L'atmosphère incitait à s'acagnarder, pourtant mille tâches nous attendaient. J'entrepris la réparation de la toiture du « cul de loup » puisque c'est le nom qui, d'emblée, avait surgi dans la mémoire pourtant repliée d' Amogh. Nous n'étions pas des aliborons, nous savions mille choses utiles à notre survie, mais nous avions oublié les usages anciens, les modes du temps passé, nous ne savions pas d'où nous venions, et où il nous fallait aller. Ai-je dit que nous avions perdu la mémoire ? Je ne sais plus... Ici et maintenant était notre code. Et nous puisions dans l'instant mille joies fines et gracieuses. Pas d'hier et pas de demain. La vie en somme, dans toutes ses palpitations, ses souffles, ses soupirs et ses grimaces.
La toiture du cul de loup était construite de troncs de châtaigniers grossièrement ligaturés avec de l'écorce de bouleau tressée.

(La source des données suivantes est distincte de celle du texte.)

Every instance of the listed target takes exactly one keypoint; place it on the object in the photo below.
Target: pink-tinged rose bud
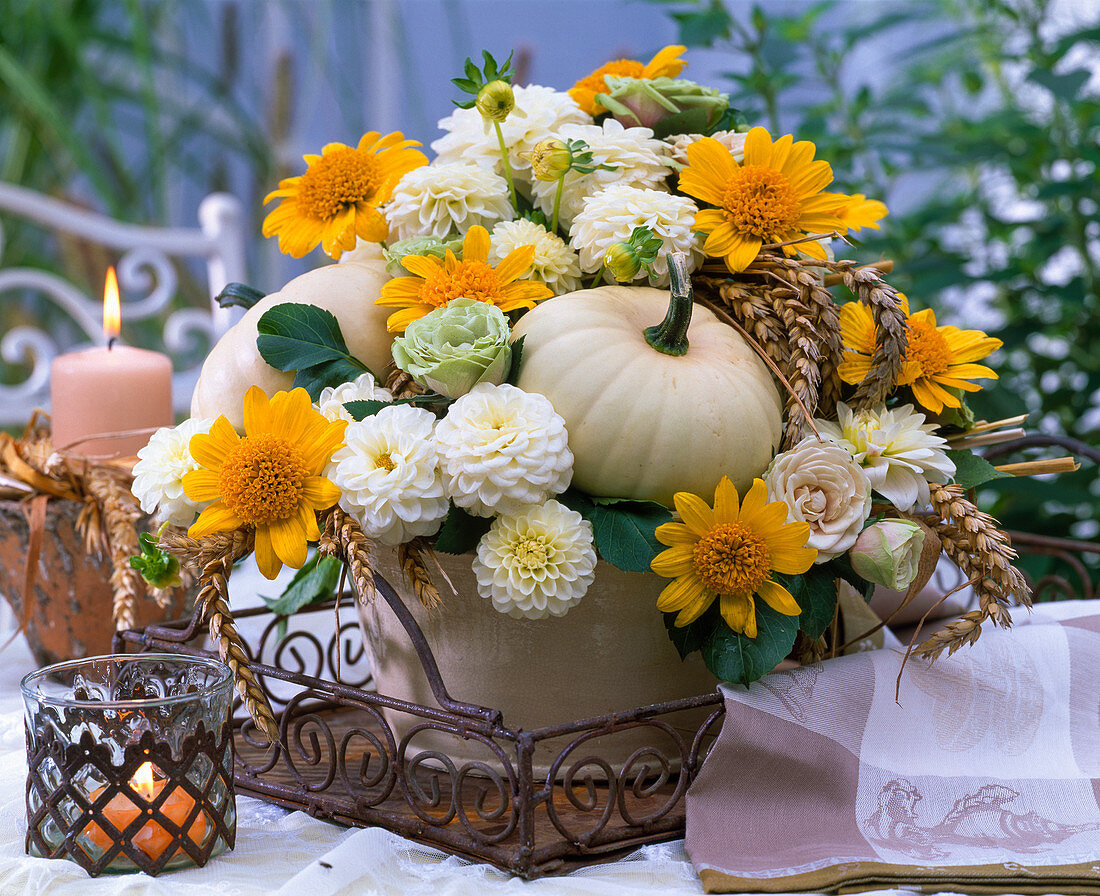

Des perches fixées en travers complétaient l'armature. Dessus une grosse épaisseur de fougère. La fougère coupée sous la bonne lune et séchée au soleil sous un vent d'Est est un petit miracle de la nature, elle ne pourrit pas.
Les trous qui avaient généreusement partagé la pluie avec nous avaient été provoqués par des branches tombées, et le vent furieux d'hiver.
J'entrepris donc de consolider la charpente que j'avais entièrement découverte. Il fallut aussi faucher de la fougère et attendre que le soleil accomplisse son labeur. Amogh était parti chasser depuis plusieurs jours. Je dormais dehors. Dans un roseau j'avais taillé une longue flûte et d'anciens airs me revenaient sous les doigts. Au crépuscule cette musique se mélangeait au souffle du vent. Et je crois bien qu'alors, j'étais heureux.